Favorite Flora: Poinsettias

Perpetual poinsettias not for me

Suntory’s new poinsettia collection, “Princettia”, in four new colors

By Michael Leach

Every year the question arises: How can I get my poinsettia to bloom again. And I wonder why?

For the price of a bland burger, greasy fries and sugary soda, you can buy a spectacular plant. No work needed. Best of all, a fresh poinsettia isn’t fattening or artery clogging.

Please take note, I use this only as illustration. Poinsettias, like many beautiful plants, aren’t meant for eating. A good rule of thumb on edible plants: If  you can’t find a recipe in a reliable source, don’t eat them. Even experienced mushrooms hunters make mistakes, occasionally fatal.
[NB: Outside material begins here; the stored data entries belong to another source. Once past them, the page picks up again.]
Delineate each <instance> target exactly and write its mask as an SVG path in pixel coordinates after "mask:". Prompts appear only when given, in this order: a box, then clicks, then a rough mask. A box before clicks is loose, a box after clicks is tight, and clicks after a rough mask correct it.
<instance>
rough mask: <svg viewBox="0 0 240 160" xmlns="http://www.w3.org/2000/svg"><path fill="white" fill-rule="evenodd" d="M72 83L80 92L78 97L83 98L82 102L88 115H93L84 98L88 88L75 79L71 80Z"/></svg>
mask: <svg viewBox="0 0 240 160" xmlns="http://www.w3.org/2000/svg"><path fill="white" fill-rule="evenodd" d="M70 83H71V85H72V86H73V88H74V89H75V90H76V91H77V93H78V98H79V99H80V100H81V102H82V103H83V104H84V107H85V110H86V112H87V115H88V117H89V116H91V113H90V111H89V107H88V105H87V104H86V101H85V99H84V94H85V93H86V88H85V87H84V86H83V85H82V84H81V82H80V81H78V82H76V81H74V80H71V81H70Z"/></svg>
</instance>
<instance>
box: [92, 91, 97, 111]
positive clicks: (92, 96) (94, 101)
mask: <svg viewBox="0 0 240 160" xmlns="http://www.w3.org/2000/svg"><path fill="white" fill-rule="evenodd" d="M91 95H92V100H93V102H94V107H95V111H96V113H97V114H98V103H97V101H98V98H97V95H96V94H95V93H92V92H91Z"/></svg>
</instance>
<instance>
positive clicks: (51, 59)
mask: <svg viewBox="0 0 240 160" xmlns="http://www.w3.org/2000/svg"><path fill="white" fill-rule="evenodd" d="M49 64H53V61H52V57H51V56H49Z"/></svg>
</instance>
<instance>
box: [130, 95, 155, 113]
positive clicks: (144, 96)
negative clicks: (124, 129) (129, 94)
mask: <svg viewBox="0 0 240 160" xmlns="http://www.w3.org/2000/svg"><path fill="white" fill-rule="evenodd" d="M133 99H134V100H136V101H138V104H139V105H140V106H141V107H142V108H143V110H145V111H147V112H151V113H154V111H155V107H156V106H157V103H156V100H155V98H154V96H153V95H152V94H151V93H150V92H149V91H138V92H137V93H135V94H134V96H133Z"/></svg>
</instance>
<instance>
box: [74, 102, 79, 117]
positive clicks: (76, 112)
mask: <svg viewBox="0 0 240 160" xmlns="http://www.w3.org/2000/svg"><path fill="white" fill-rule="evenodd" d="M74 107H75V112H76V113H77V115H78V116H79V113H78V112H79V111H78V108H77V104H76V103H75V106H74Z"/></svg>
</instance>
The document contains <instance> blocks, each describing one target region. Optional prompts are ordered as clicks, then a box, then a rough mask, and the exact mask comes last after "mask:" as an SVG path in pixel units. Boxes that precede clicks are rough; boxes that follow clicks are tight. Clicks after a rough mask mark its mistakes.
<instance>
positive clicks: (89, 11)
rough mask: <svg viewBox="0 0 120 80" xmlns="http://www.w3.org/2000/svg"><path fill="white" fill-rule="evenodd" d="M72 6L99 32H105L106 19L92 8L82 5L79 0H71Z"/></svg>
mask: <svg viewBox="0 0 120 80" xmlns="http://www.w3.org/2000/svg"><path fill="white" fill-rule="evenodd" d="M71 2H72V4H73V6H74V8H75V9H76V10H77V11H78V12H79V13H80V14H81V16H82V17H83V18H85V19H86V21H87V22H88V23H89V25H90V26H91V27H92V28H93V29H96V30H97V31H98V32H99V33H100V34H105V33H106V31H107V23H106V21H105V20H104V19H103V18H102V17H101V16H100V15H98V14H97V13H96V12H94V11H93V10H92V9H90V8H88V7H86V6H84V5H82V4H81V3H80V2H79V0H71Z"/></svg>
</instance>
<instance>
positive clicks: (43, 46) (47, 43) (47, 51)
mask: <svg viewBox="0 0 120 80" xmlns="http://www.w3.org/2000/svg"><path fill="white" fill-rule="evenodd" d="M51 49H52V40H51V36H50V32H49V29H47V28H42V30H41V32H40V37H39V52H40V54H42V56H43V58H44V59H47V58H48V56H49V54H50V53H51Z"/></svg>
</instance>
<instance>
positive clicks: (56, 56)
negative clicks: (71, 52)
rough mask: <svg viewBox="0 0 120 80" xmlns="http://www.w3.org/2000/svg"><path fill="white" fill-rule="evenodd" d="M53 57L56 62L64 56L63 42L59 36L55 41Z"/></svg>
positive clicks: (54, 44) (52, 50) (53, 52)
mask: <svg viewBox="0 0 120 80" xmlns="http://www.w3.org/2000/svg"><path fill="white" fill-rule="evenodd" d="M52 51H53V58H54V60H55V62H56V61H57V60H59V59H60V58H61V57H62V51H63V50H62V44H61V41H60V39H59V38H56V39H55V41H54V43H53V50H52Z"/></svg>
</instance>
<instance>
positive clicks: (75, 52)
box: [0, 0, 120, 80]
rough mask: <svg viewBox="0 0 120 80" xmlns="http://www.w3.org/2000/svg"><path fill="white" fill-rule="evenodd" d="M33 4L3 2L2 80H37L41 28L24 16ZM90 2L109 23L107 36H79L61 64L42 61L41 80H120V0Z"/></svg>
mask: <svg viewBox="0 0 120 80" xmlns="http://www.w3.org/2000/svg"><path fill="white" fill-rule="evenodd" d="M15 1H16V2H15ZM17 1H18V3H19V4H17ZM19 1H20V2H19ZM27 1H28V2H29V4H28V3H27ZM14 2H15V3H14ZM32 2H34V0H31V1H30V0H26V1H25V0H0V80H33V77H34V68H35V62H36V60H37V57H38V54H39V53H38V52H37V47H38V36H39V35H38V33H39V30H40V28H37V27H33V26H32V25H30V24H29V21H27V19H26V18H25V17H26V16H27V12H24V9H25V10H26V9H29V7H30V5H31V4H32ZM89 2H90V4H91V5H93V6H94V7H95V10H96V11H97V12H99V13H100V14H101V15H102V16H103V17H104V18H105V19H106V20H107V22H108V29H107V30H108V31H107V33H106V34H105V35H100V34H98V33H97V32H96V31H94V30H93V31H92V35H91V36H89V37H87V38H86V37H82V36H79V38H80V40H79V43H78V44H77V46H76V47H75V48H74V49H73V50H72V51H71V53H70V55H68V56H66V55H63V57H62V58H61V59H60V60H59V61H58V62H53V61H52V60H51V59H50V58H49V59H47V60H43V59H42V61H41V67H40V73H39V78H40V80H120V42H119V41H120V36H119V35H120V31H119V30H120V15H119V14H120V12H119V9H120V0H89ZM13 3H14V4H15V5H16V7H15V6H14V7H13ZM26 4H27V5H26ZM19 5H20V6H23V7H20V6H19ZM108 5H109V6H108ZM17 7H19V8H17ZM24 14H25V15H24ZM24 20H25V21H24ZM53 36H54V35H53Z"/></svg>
But back to cultivating poinsettias. After flowers fade, about Mother’s Day, poinsettias will add valuable material to the compost pile. Can’t say that about fast food.

Yet people are compelled to nurture a poinsettia for the ages. You don’t and here’s why.

Brain surgery is only slightly more demanding than tricking a poinsettia into flowering. The process is best left to greenhouse growers and masochistic amateurs.

Should you succeed, you’ll probably be disappointed. I was. So are other gardeners I know who did the voodoo only to find the results less than enchanting.

After weeks of moving the plant in and out of the dark for the prescribed periods to produce the bracts, those colorful leaves we think of as flowers, flecks of red began to appear. Just barely. Instead of eye-popping red blooms at Christmas, I had diminutive flowers all out of scale with the lush greenery.

Instead of putting it on display, I relegated the plant to the compost pile. Next I bought a brilliant example of commercial greenhouse magic to enliven the season.